The study aimed to identify the effects of modeling procedures on bacterial communities and to investigate whether different modeling procedures lead to consistent patterns of gut microbiome compositions.

Two irritable bowel syndrome (IBS) rat models maternal separation (MS) alone and multiple-early-adversity modeling (MAM) were established and the gut microbiome were analyzed using 16S-rRNA-based high-throughput sequencing methods.

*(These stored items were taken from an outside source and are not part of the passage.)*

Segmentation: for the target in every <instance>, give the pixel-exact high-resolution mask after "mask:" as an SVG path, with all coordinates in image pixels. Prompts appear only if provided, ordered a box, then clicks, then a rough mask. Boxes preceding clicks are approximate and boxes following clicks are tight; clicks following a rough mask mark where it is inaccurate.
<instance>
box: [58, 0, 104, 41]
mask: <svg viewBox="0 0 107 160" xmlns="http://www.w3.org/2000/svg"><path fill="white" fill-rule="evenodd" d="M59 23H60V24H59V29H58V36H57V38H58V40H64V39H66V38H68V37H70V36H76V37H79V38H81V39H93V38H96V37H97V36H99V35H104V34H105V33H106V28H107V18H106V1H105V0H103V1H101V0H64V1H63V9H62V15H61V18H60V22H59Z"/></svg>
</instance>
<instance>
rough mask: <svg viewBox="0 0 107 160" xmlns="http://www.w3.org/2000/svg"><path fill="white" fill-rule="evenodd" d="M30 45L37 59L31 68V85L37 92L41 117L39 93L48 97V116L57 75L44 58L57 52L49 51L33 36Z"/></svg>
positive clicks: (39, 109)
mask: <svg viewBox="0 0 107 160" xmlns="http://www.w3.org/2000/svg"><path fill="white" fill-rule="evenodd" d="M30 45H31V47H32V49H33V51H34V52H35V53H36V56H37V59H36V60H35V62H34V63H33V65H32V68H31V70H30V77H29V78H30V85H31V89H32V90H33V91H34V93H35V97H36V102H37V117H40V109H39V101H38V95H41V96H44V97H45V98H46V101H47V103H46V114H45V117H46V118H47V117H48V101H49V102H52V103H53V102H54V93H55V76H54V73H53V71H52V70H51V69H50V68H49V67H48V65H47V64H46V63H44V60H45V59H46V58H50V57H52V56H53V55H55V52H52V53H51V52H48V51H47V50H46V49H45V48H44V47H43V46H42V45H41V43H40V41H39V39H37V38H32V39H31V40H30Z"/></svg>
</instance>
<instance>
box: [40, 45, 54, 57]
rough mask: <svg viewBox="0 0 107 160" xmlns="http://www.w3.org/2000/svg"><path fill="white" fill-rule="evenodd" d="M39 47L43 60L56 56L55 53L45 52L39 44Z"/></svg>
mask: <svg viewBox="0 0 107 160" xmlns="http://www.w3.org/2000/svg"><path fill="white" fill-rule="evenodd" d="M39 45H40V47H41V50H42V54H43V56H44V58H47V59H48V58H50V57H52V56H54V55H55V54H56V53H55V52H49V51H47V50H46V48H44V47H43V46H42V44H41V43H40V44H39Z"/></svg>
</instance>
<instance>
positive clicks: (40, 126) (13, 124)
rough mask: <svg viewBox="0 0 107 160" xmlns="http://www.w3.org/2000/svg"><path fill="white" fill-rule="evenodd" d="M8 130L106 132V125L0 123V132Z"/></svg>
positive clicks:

Rats from both models exhibited visceral hypersensitivity and the two model groups exhibited differences in the extent of visceral sensitivity and fecal water content. The microbial community structure of the two models exhibited significant differences compared to the controls, while the two model groups also exhibited significant differences between them. Furthermore, microbial community functional predictions suggested that the two models exhibited different abundances of metabolisms and pathways. Several common and distinct characteristic differences were also observed between the two model groups. Alloprevotella were more abundant in both model groups, while Butyricicoccus, Turicibacter, Ruminococcus, and Clostridium_sensu_stricto along with the family it belongs to were less abundant relative to controls. In addition, the abundance of Clostridium_IV, Corynebacterium, Rothia, Elusimicrobium, Romboutsia, Allobaculum, Parasutterella, and their related taxa were specifically associated with MS group, whereas Butyricimonas and Vampirovibrio along with its related taxa were specifically associated with MAM group. Among those, Butyricimonas, Butyricicoccus and Corynebacterium were found to partially mediate early adversity exposure-induced visceral hypersensitivity.

Our results highlight the importance in evaluating gut microbiota characteristics in IBS research while also systematically considering potential modeling procedural differences. The microbial compositional/functional differences identified in this study were suggestive to further investigation of mechanisms of early adversity induced IBS.

该研究旨在确定建模程序对细菌群落的影响，并研究不同的建模程序是否会导致肠道微生物组组成的一致模式。

建立了两种肠易激综合征 (IBS) 大鼠模型单独母体分离 (MS) 和多重早期逆境模型 (MAM)，并使用基于 16S-rRNA 的高通量测序方法分析肠道微生物组。

两种模型的大鼠都表现出内脏超敏反应，并且两个模型组表现出内脏敏感程度和粪便含水量的差异。两个模型的微生物群落结构与对照组相比表现出显着差异，而两个模型组之间也表现出显着差异。此外，微生物群落功能预测表明这两种模型表现出不同丰度的代谢和途径。在两个模型组之间也观察到几个共同和明显的特征差异。异普氏菌属在两个模型组中都更丰富，而丁酸球菌属,杆菌属,瘤胃球菌属， 和狭义梭菌与对照组相比，它所属的家族数量较少。此外，丰富的梭菌_IV,棒状杆菌属,罗西亚,肠杆菌属,罗布西亚,异菌属,副黄蜂，它们的相关分类群与 MS 组特别相关，而丁酸单胞菌属和吸血弧菌及其相关的分类群与 MAM 组特别相关。在这些，丁酸单胞菌属,丁酸球菌属和棒状杆菌属被发现部分调解早期逆境暴露引起的内脏超敏反应。

我们的结果强调了在 IBS 研究中评估肠道微生物群特征的重要性，同时还系统地考虑了潜在的建模程序差异。本研究中确定的微生物组成/功能差异提示进一步研究早期逆境诱发 IBS 的机制。